Connecting Databricks AWS to Churney Integration

Here you can read our guide for connecting your Databricks AWS data warehouse with Churney.

What kind of data is required?

The short answer is as much as possible. The long answer is that Churney requires data about:

Payments
Trials (if applicable)
User demographic (if available)
User activity

Additionally, we need to know the location (region) of your data warehouse.

Create hashed views

To create the views, we would need to create queries to hash the PII columns.

‍

For context, Facebook has a guide on how to hash contact information for their conversion api: https://developers.facebook.com/docs/marketing-api/conversions-api/parameters/customer-information-parameters. Google has a similar guide for enhanced conversions using their ads api https://developers.google.com/google-ads/api/docs/conversions/enhance-conversions. Basically, we want to hash columns that contain data which would allow one to determine the identity of a user: First name, last name, birth day, street address, phone number, email address etc.

‍

Example of creating hashed views

Create a dataset named churney .

If the raw data contains email, phone, birthday or other identifiers, the columns need to be excluded and hashed in the view.

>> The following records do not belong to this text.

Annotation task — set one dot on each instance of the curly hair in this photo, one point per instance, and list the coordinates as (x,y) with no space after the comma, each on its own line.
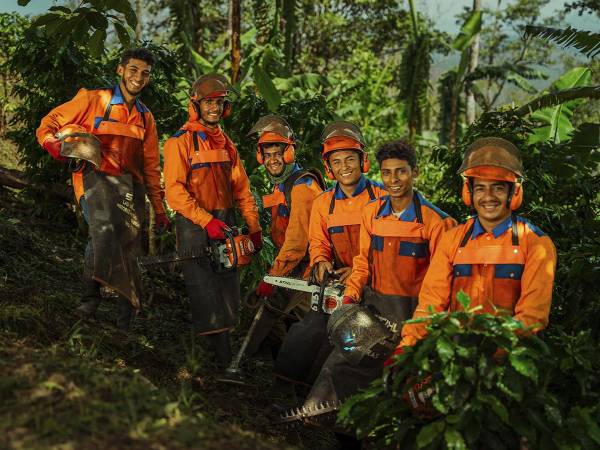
(138,53)
(397,149)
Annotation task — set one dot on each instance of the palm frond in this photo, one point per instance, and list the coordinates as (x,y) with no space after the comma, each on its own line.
(558,97)
(517,74)
(586,42)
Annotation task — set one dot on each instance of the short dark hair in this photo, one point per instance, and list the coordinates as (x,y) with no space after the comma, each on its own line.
(138,53)
(397,149)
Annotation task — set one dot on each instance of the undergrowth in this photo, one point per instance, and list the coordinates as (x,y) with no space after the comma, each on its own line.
(71,384)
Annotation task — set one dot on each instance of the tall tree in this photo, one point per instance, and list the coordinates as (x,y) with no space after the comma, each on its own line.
(138,28)
(473,61)
(235,22)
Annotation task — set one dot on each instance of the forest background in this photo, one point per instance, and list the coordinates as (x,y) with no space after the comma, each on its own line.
(525,70)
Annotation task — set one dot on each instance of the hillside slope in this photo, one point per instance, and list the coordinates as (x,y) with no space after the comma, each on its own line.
(66,383)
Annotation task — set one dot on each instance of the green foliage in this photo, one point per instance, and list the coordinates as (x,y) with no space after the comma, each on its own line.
(493,385)
(585,41)
(12,27)
(469,29)
(561,198)
(50,74)
(517,74)
(414,81)
(88,23)
(553,110)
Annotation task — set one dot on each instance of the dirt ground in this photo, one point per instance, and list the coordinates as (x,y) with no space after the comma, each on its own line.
(72,384)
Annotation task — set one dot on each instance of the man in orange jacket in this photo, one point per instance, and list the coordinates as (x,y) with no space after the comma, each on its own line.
(129,166)
(289,204)
(204,181)
(333,243)
(504,263)
(398,235)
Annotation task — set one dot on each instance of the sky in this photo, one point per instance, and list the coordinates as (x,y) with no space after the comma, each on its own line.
(442,12)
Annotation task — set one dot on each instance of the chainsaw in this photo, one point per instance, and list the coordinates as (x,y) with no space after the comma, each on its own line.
(325,298)
(225,255)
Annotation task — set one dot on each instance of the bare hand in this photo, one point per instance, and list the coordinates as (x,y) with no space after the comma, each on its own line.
(322,267)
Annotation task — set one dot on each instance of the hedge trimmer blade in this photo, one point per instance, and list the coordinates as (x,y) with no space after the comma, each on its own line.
(310,414)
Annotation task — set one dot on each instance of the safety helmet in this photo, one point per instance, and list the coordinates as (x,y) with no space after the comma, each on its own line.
(273,129)
(495,159)
(78,143)
(343,135)
(211,85)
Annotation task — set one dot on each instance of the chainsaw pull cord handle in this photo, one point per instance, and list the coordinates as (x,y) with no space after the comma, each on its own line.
(324,283)
(229,236)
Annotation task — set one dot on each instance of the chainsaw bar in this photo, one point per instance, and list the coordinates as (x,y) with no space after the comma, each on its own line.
(170,257)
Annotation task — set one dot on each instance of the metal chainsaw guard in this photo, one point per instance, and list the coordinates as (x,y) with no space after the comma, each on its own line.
(356,332)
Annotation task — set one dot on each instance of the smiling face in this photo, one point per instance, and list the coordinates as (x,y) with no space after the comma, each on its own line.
(211,110)
(135,76)
(273,158)
(490,198)
(345,165)
(398,177)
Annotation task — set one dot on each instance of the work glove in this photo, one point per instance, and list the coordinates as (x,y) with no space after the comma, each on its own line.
(347,300)
(418,398)
(216,229)
(161,223)
(391,359)
(52,146)
(265,289)
(256,238)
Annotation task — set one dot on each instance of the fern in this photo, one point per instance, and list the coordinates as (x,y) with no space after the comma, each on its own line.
(585,41)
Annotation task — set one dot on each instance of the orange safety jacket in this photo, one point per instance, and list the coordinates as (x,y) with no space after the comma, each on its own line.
(395,251)
(507,271)
(129,141)
(335,223)
(289,228)
(204,173)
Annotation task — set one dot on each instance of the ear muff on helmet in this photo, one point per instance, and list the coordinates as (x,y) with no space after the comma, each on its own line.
(515,196)
(227,108)
(467,194)
(365,164)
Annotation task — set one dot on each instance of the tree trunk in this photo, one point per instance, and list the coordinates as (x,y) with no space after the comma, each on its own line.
(196,21)
(473,61)
(453,132)
(138,28)
(235,13)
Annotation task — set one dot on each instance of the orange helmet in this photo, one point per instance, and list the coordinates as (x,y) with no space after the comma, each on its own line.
(342,135)
(210,85)
(274,129)
(78,143)
(495,159)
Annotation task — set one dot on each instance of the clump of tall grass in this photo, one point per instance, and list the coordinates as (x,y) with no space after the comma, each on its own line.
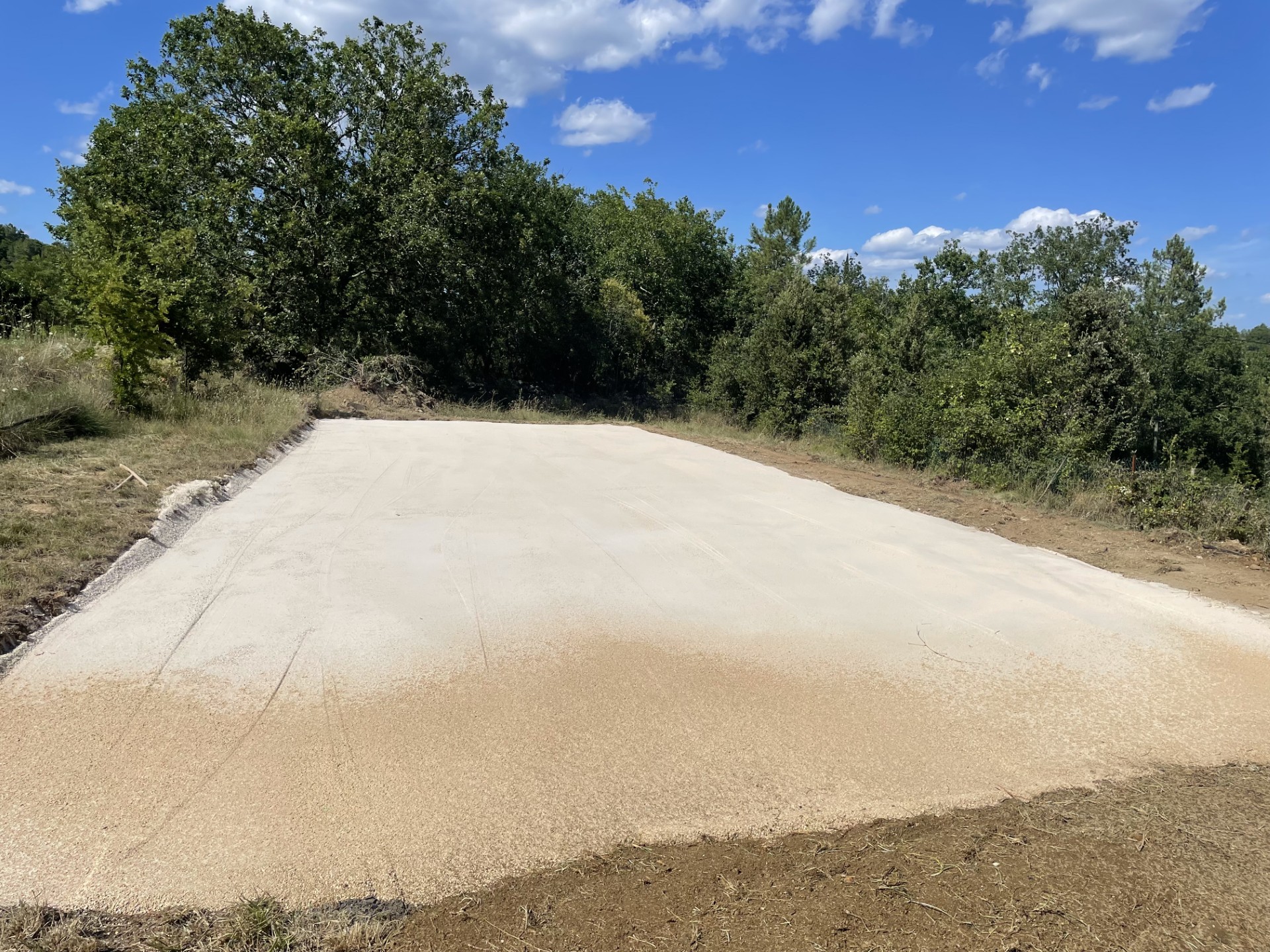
(51,389)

Example, if the raw data lies under raw_data.sensitive and you would like to create a view churney.sensitive_data_view

‍

CREATE OR REPLACE <your_project>.churney.sensitive_data_view as ( 
select
SHA2(LOWER(TRIM(email)), 256) as email,
SHA2(LOWER(TRIM(name)), 256) as name,
SHA2(LTRIM('0', regexp_replace(phone, '[()-+-]', '')), 256) as phone,
SHA2(date_format(birthday, 'yyyyMMdd'), 256) as birthday,
* EXCEPT(email, name, phone, birthday)
from <your_project>.raw_data.sensitive
)

‍

If you want to test it how the script looks with some data:

‍

with sensitive as
(
 select 1 as id,
 "abc" as name,
 "abc@abc.com" as email,
 current_date() as birthday,
 '+4511111111' as phone
)
select
SHA2(LOWER(TRIM(email)), 256) as email,
SHA2(LOWER(TRIM(name)), 256) as name,
SHA2(LTRIM('0', regexp_replace(phone, '[()-+-]', '')), 256) as phone,
SHA2(date_format(birthday, 'yyyyMMdd'), 256) as birthday,
* EXCEPT(email, name, phone, birthday)
from sensitive

‍

Create a service principal for Churney

‍

Go to your account -> Settings, and then Identity and access -> Users and create the service principal:

‍

Then go to the service principal to generate a token as below. The maximum lifetime is 730 days, so please use that. Store the secret somewhere safe for now.

‍

Create a group for the churney service princial as below:

And add the service principal to the group:

Create an s3 bucket for Churney

Let's create an s3 bucket for Churney. Make sure it is in the same region as your Databricks and public access is blocked.

‍

In this example, we are creating a bucket named churney-databricks-unload.

‍

Create a storage credential

First, we need to create a role and assign policies for Churney in AWS.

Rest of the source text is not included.